- Relator(a)
- Ministro Francisco Falcão
- Órgão julgador
- Segunda Turma
- Data do julgamento
- 08/02/2021
- Data de publicação
- 12/02/2021
STJ – Acórdão, Rel. Ministro Francisco Falcão, Segunda Turma, j. 08/02/2021, p. 12/02/2021
PROCESSUAL CIVIL. ADMINISTRATIVO. CONCESSÃO DE SERVIÇO PÚBLICO. ÁGUA E ESGOTO. TARIFA MÍNIMA MULTIPLICADA PELO NÚMERO DE UNIDADES AUTÔNOMAS (ECONOMIAS).
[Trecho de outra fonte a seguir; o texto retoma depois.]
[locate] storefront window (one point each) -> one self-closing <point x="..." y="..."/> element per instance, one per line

IRREGULARIDADE DA COBRANÇA. RECURSO ESPECIAL REPRESENTATIVO DE CONTROVÉRSIA. PRESCRIÇÃO. NÃO OCORRÊNCIA. AÇÃO DE REPETIÇÃO DE INDÉBITO. SUJEIÇÃO AO PRAZO PRESCRICIONAL ESTABELECIDO NO CÓDIGO CIVIL. COBRANÇA DE TARIFA MÍNIMA DE ÁGUA COM BASE NO NÚMERO DE ECONOMIAS. ILICITUDE. PRECEDENTES DO STJ. AGRAVO INTERNO. ALEGAÇÕES DE VÍCIOS NO ACÓRDÃO. INEXISTENTES. I - Na origem, trata-se de ação ordinária de obrigação de fazer e repetição de indébito, combinada com pagamento indenizatório por danos morais, contra a Companhia Estadual de Água e Esgoto do Rio de Janeiro - CEDAE, objetivando a condenação da companhia ré ao ressarcimento, em dobro, dos valores pagos em excesso a título de tarifa de água, bem como o pagamento de danos morais. Por sentença, os pedidos foram julgados parcialmente procedentes, com o afastamento da condenação por danos morais e da devolução do indébito de forma dobrada. No Tribunal a quo, a sentença foi mantida. II - Opostos embargos de declaração, aponta a parte embargante vícios no acórdão embargado. Não há vício no acórdão. A matéria foi devidamente tratada com clareza e sem contradições. III - Embargos de declaração não se prestam ao reexame de questões já analisadas, com o nítido intuito de promover efeitos modificativos ao recurso, quando a decisão apreciou as teses relevantes para o deslinde do caso e fundamentou sua conclusão. IV - O acórdão recorrido, em consonância com a jurisprudência desta Corte, no sentido de não ser lícita a cobrança de tarifa mínima de água com base no número de economias existentes no imóvel, não considerando o consumo efetivamente registrado, na hipótese em que existe um único hidrômetro no condomínio, porquanto não se pode presumir a igualdade de consumo de água pelos condôminos, sob pena de violar o princípio da modicidade das tarifas e caracterizar o enriquecimento indevido da concessionária. Nesse sentido, os julgados em destaque: AgRg no AREsp 208.243/RJ, relatora Ministra Diva Malerbi, Segunda Turma, Julgamento em 10/3/2016, DJe 21/3/2016 AgRg no AREsp 793.708/RJ, relator Ministro Sérgio Kukina, Primeira Turma, Julgamento em 1º/12/2015, DJe 17/12/2015. V - Embargos de declaração rejeitados. (EDcl no AgInt no AREsp n. 980.811/RJ, relator Ministro Francisco Falcão, Segunda Turma, julgado em 8/2/2021, DJe de 12/2/2021.)